Has anyone had any success with planting in play sand? (I'm not using anything underneath it). 

Should I switch to flourite or eco complete? It's so damn expensive though.. :T


----------



## 2ichigo2 (Aug 25, 2010)

I planted hairgrass using gravel only without using anything like root booster. Purely using EI dosing and the hairgrass are doing fine for 2 weeks already.


----------



## Seattle_Aquarist (Mar 7, 2008)

Hi htram,

Tell us about your lighting and fertilization please.


----------



## Daniil (Oct 30, 2009)

Play sand from Home depot did not work for me ether.
I think it have something in it that is not good for plants.
And i had some peat moss and worm casting for the first layer.


----------



## htram (Aug 26, 2010)

Seattle_Aquarist said:


> Hi htram,
> 
> Tell us about your lighting and fertilization please.


I've actually switched the play sand out with Eco-Complete.. here's my current setup:

tank: 90 gallon tank (48" long, 24" high, 18x deep)
lighting: T5ho 2x 54s 12000k and 2x 54w 6000 midday lights (all on for 8 hours total a day)
co2: 20lb tank with milwaukee regulator, DIY Tom Barr dual venturi reactor and powerhead
(co2 is on for 8 hours along with lights)
substrate: Eco-Complete, 140lb. or 7 bags
filtration: SunSun HW-302 canisters x2

plants: HC, dwarf hairgrass, microswords, blyxa japonica
and a bunch of random stem plants 
Fertz: EI method and root tabs

Problem:

Some of my stem plants' leaves are either translucent or have tears in them along with some browning but I don't think it's algae.

My carpet plants (HC, dwarf hairgrass) are not growing or spreading (it's been about a week) and show signs of browning at the tips.
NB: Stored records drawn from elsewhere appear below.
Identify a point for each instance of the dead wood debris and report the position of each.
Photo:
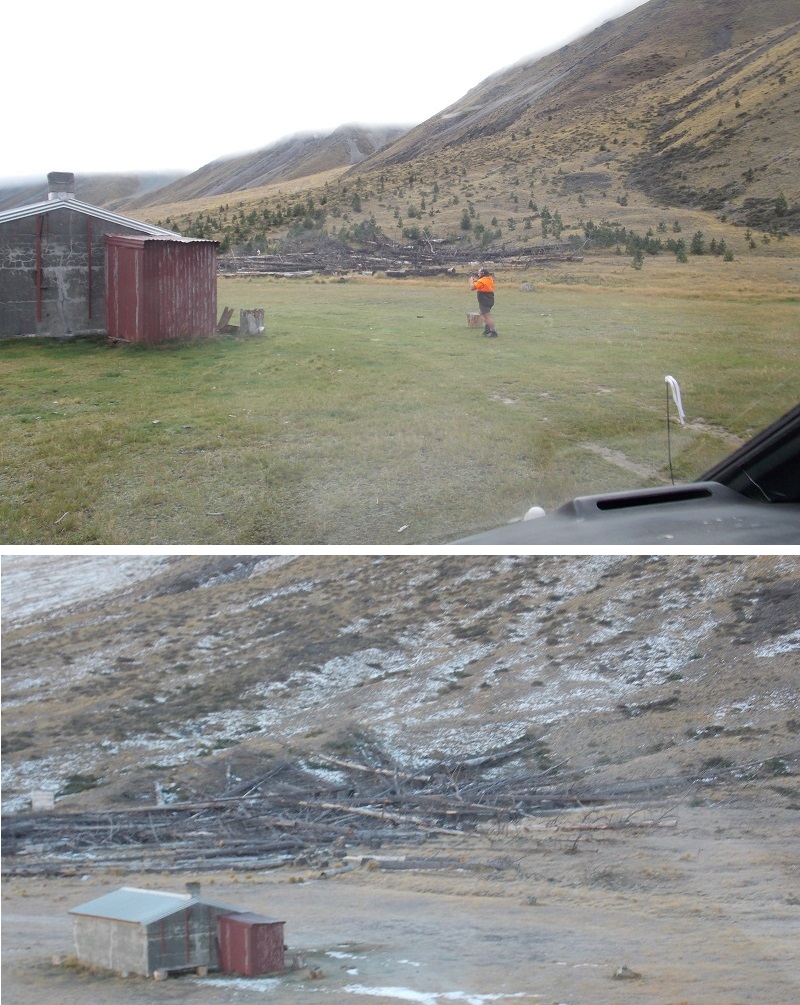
(286, 815)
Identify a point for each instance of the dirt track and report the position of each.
(707, 912)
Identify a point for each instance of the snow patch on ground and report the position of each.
(65, 582)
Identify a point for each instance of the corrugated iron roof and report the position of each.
(129, 903)
(75, 206)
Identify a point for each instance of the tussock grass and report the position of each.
(368, 407)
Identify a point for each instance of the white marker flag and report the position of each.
(675, 389)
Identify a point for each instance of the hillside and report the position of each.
(297, 156)
(197, 674)
(672, 109)
(111, 191)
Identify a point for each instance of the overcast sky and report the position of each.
(172, 84)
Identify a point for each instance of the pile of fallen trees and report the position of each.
(288, 816)
(420, 258)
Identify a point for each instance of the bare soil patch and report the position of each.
(707, 910)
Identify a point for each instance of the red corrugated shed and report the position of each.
(250, 944)
(159, 287)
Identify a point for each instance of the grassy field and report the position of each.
(368, 413)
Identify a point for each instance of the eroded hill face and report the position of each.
(187, 671)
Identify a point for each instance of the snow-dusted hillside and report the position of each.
(192, 671)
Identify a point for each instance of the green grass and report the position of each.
(369, 406)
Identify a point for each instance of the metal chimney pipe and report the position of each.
(60, 185)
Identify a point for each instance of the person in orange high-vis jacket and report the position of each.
(483, 284)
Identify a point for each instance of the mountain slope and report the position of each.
(190, 670)
(645, 44)
(675, 106)
(111, 191)
(295, 157)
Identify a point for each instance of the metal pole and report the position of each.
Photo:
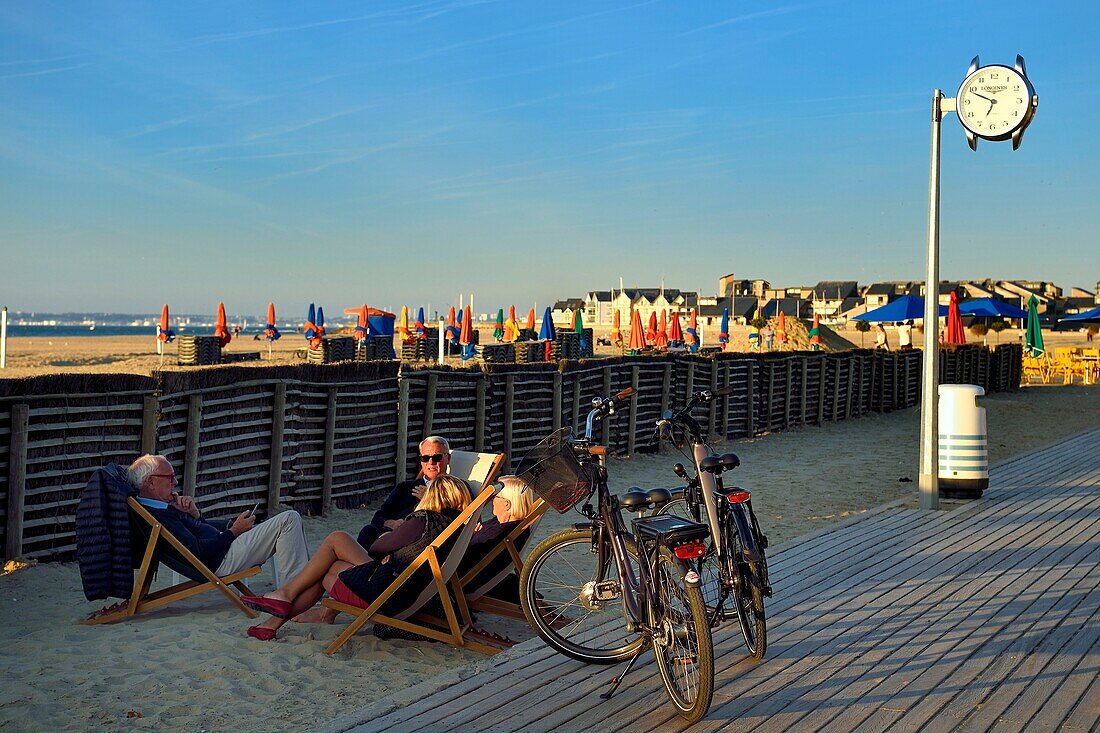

My microswords however seem to be doing good, they are about a week old as well some brown or yellow tips but I'm just clipping them.

My blyxa japonica is all shredded up looks like angel hair pasta or something lol.

I should probably mention the fish I have in there, they could be the cause of some of my problems:

Jardini Arrowana
Peacock
2 Catfish
2 Oto Catfish
2 Plecos
3 Zebra Snails

Thanks and any help would be greatly appreciated


----------



## htram (Aug 26, 2010)

Also, just wondering but are my lights too high up for my tank? I got em on 2" posts that hold them above the water...


----------



## Seattle_Aquarist (Mar 7, 2008)

Hi htram,

I am assuming you are dosing Micros and Macros. 

Do you have really soft water where you live?

Have you checked your nitrates, nitrites, and ammonia levels....I had this happen once and my nitrates were really high. With the predator fish, you may be getting a lot of fish waste which is giving you extra ammonia/nitrates.


----------



## aquaphish (Jan 22, 2005)

How long has this been setup? Seems like a very new setup with new substrate that can be leaching out some intense ammonia, but just my guess. Test water condition like Seatle Aquarist mentioned. I really don't think it is a high nitrate conditon due to bio overload. Most likely it is just new tank syndrome.

The condition of the plants can be due to getting used to their new home. The water parameters of the tank where they used to be are different than yours and the plants need to adjust to the new home.

Let it run its course and do frequent large water changes. BTW if you have new substrate you really don't need the root tabs. The substate has enough "stuff" to fertilize the roots for some time before you need to use root tabs or any other substrate fertilizaton. Keep up the EI dosing method.


----------